2016: Distribution of the print magazine continues to grow, which is currently at an all-time high of 35,000 and nearly 55,000 subscribers to our weekly newsletter.

Ethics policy

We subscribe to standards of editorial independence adopted by the Institute for Nonprofit News:

Our organization retains full authority over editorial content to protect the best journalistic and business interests of our organization. We maintain a firewall between news coverage decisions and sources of all revenue. Acceptance of financial support does not constitute implied or actual endorsement of donors or their products, services or opinions.

We accept gifts, grants and sponsorships from individuals and organizations for the general support of our activities, but our news judgments are made independently and not on the basis of donor support.

Our organization may consider donations to support the coverage of particular topics, but our organization maintains editorial control of the coverage. We will cede no right of review or influence of editorial content, nor of unauthorized distribution of editorial content.

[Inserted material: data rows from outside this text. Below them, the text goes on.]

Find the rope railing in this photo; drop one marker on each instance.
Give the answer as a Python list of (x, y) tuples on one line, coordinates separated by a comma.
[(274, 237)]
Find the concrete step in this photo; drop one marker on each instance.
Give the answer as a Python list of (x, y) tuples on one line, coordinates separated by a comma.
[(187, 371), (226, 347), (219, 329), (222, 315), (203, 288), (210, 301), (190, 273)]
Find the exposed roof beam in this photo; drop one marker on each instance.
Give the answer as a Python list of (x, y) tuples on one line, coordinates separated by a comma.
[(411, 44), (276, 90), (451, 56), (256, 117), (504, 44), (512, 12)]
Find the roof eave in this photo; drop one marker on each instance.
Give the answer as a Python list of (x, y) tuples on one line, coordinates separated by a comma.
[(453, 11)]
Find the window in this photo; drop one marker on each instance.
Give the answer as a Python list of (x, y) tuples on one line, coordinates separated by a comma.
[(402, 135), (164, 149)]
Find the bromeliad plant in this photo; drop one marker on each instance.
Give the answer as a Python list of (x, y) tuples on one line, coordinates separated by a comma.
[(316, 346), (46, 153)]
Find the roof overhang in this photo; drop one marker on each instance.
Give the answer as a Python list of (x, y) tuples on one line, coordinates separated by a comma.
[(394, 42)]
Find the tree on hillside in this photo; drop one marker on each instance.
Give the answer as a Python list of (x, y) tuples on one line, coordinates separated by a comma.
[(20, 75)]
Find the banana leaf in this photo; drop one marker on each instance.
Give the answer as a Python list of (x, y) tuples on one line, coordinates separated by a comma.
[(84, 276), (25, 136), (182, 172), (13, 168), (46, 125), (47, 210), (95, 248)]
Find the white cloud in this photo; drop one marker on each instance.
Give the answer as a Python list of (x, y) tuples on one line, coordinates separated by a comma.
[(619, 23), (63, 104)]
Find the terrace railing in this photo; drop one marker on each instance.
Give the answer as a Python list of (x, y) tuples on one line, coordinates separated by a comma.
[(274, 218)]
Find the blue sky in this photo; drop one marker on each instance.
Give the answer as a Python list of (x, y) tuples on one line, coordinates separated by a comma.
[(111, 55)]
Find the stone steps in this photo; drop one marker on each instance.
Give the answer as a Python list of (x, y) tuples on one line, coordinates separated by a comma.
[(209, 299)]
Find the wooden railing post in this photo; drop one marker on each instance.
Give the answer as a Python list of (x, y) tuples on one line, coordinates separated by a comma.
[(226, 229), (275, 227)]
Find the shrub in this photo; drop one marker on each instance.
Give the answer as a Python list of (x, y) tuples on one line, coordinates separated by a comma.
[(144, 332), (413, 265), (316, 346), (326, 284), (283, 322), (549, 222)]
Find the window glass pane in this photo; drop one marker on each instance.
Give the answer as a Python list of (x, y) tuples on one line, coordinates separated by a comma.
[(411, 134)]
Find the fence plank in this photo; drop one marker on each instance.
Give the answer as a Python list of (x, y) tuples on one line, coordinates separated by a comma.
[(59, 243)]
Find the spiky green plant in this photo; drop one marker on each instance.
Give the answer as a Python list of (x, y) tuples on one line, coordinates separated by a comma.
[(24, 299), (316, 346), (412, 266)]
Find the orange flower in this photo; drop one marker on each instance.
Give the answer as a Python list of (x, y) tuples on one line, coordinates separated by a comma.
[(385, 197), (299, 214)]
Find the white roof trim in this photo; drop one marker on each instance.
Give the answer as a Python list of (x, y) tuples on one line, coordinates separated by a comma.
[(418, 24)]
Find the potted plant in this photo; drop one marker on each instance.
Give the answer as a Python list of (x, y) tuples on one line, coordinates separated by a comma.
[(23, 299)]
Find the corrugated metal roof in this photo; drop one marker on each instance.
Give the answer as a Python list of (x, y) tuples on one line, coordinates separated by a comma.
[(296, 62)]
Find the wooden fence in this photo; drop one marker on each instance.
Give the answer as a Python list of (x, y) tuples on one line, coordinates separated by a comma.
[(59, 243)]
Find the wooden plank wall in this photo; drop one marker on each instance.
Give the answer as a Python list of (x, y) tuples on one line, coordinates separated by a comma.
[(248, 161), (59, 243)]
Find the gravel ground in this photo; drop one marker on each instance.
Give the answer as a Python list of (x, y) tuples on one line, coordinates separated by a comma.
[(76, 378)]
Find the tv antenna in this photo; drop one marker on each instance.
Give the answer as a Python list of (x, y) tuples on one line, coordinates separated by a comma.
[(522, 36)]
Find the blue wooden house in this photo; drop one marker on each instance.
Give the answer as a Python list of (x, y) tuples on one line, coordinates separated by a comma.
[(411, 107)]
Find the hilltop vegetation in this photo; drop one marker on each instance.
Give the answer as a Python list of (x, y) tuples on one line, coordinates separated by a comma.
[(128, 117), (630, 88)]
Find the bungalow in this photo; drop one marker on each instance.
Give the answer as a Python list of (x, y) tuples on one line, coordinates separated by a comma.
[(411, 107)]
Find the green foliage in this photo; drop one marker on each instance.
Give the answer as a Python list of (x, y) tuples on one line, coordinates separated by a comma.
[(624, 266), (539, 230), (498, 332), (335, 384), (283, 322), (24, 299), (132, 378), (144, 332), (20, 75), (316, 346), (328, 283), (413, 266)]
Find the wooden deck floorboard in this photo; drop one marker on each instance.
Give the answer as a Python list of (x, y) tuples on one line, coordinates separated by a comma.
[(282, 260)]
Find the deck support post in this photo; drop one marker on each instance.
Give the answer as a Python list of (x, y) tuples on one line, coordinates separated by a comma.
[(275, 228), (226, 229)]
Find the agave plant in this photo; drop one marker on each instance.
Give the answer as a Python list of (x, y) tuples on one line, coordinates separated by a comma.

Our organization will make public all donors. We will accept anonymous donations for general support only if it is clear that sufficient safeguards have been put into place that the expenditure of that donation is made independently by our organization and in compliance with INN's Membership Standards.

Publication policy

As a magazine, High Country News values tolerance and the celebration of human difference, as well as reasoned, mostly unimpeded conversation, demonstration and debate—achieved through facts and the evidence of experience. High Country News seeks to publish a diversity of viewpoints, but we will not publish or disseminate work that is discriminatory or otherwise harmful to individual safety or wellbeing. We will not publish work that promotes a prejudicial outlook, action or treatment of people or any attitude of hostility directed against an individual, a group, or race, or their supposed characteristics. Any statements or quotations that include such attitudes will be carefully examined and contextualized to minimize harm. High Country News defines harm as mental or physical injury, damage, or hurt.